Saving plots outside the R environment can be done with ggsave(). The following saves the above plot p2 as p2.png with a width and height of 15 cm in the project directory:

ggsave(filename = "p2.png", 
       plot = p2, 
       width = 15, 
       height = 15, 
       units = "cm")

6 Make a combined plot from separate plots

This can be done with the grid.arrange() function from the gridExtra package. The following combined these three separate plots.

# Scatter-plot
i1 = int %>%
  ggplot + 
  aes(x = Dauer, y = dB) +
  geom_point() 

# Line-plot
i2 = int %>%
  ggplot +  
  aes(x = Dauer, y = dB) + 
  geom_line()

# Both:
i3 = int %>%
  ggplot + 
  aes(x = Dauer, y = dB) + 
  geom_line() + 
  geom_point()

# combine all three plots
grid.arrange(i1, i2, i3)

The arguments nrow= and ncol= can be used to define the number of rows and columns in the combination plot. For example, to replot the above as 1 row and three columns:

grid.arrange(i1, i2, i3, nrow = 1, ncol = 3)

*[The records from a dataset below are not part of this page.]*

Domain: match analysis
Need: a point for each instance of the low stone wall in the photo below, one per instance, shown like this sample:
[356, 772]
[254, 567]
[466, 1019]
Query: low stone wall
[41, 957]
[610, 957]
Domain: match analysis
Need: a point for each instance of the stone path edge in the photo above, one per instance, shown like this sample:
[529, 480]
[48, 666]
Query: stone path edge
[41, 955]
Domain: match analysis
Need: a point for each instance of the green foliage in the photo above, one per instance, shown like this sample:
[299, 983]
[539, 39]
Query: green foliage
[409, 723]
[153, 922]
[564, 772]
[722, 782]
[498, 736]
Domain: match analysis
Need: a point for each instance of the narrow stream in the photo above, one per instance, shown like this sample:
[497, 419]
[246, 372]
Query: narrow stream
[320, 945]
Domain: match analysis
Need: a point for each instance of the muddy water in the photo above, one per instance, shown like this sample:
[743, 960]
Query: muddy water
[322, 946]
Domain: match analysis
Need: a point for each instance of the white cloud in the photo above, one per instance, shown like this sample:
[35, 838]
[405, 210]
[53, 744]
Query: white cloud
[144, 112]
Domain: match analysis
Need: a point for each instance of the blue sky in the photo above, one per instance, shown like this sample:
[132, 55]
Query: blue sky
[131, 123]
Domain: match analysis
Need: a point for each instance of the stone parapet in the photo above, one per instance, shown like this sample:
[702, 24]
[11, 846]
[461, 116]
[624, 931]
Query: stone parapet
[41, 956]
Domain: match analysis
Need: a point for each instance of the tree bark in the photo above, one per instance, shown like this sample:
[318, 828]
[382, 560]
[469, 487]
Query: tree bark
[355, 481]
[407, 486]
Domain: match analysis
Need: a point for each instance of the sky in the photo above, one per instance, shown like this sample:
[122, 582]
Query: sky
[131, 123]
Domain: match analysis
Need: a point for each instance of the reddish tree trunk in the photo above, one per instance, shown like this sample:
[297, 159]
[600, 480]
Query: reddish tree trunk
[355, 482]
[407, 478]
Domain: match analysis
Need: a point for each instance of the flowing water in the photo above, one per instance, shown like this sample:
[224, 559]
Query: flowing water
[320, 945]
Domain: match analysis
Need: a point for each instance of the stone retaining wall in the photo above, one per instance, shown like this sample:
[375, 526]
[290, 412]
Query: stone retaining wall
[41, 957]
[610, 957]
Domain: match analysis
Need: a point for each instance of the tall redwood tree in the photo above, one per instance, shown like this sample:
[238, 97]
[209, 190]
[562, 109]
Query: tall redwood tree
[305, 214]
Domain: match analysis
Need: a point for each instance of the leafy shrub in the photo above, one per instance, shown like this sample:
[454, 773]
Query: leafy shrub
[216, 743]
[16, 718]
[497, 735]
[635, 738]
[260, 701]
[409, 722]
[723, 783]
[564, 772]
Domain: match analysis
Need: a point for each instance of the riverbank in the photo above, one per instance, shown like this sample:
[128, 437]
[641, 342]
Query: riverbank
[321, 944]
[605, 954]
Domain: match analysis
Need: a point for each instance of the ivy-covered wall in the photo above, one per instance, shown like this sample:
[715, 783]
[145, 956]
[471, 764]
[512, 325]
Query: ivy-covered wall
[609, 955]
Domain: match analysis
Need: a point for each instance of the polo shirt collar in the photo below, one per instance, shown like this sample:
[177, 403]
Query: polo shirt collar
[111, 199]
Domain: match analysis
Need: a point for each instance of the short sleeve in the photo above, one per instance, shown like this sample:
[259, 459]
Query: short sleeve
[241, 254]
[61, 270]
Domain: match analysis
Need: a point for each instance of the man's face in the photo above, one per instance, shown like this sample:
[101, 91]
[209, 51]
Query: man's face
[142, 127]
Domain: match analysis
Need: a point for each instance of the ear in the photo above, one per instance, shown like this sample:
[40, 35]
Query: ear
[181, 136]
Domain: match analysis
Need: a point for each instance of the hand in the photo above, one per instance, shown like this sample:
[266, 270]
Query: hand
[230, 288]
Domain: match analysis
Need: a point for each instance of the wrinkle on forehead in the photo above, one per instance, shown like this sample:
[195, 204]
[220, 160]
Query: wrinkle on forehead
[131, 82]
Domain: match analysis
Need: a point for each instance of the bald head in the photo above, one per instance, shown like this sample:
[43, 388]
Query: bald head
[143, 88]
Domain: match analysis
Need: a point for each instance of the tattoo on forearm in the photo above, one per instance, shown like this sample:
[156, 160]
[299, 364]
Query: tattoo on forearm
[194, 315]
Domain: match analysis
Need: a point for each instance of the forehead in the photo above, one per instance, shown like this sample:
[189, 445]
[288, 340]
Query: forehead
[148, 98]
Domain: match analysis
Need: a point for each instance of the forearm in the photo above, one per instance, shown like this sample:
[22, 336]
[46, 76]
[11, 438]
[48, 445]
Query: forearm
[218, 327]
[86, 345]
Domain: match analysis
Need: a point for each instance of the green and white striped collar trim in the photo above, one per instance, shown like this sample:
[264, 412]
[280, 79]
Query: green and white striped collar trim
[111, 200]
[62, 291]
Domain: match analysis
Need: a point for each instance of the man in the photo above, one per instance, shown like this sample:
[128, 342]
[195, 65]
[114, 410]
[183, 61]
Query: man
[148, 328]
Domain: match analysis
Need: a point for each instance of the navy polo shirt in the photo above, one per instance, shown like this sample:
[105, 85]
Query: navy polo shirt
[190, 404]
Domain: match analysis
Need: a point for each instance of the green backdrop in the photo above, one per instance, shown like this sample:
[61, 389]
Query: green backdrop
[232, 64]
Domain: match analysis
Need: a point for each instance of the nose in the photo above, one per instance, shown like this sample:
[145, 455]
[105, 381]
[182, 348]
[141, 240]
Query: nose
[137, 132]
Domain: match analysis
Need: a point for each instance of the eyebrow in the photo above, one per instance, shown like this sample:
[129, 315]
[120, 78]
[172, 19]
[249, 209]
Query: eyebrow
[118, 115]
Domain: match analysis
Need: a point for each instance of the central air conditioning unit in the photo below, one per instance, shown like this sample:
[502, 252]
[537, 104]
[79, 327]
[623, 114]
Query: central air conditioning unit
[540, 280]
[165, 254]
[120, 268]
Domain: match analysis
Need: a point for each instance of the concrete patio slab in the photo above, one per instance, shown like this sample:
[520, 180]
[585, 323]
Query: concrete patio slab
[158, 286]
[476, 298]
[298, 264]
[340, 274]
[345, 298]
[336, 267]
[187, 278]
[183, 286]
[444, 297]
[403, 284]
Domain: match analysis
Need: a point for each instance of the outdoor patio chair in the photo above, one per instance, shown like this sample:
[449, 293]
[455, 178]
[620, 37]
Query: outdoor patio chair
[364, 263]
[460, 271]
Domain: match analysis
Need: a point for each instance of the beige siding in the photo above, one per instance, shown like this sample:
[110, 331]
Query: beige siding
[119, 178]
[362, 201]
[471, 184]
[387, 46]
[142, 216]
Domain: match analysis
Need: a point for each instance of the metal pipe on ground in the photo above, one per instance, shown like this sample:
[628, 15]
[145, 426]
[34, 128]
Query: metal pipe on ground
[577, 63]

7 Changing the plot order of categories

The following rather inconveniently shows the progression from left to right of LM, UM, W which are lower-middle class, upper-middle class, and working class.

coronal %>%
  ggplot +
  aes(fill = Fr, x = Region) +
  geom_bar(position="fill") +
  facet_wrap(~Socialclass)

A rearrangement of the above so that the progression is in alignment with the social class (i.e., with working class, lower-middle class, and then upper-middle class from left to right) can be most easily done by creating a new factor with the levels arranged in that order, thus:

# make a new class Sclass
# with levels "W", "LM", "UM"
coronal <- coronal %>%
  mutate(Sclass = factor(Socialclass, 
                         levels = c("W", "LM", "UM"))
         )

Now plot with the variable Sclass:

coronal %>%
  ggplot +
  aes(fill = Fr, x = Region) +
  geom_bar(position="fill") +
  facet_wrap(~Sclass)

8 Further modifications to plots

8.1 Axis labels

Use xlab() and ylab() and ggtitle() for titles for the plot, x- and y-axes:

asp %>%
  ggplot+ 
  aes(y = VOT, x = C) + 
  geom_boxplot() + 
  xlab("Place of articulation") + 
  ylab("Duration (ms)") + 
  ggtitle("VOT in two stops")

The function labs() can be used to specify all labels together:

coronal %>%
  ggplot + 
  aes(x = Region, fill = Fr) + 
  geom_bar(position = "fill") + 
  labs(x = "Region", 
       y = "Proportion", 
       title = "Proportion of /s/ and /ʃ",
       subtitle = "By region")

8.2 Setting the range

The visible range of numerical variables on the x- and y-axes can be set as follows.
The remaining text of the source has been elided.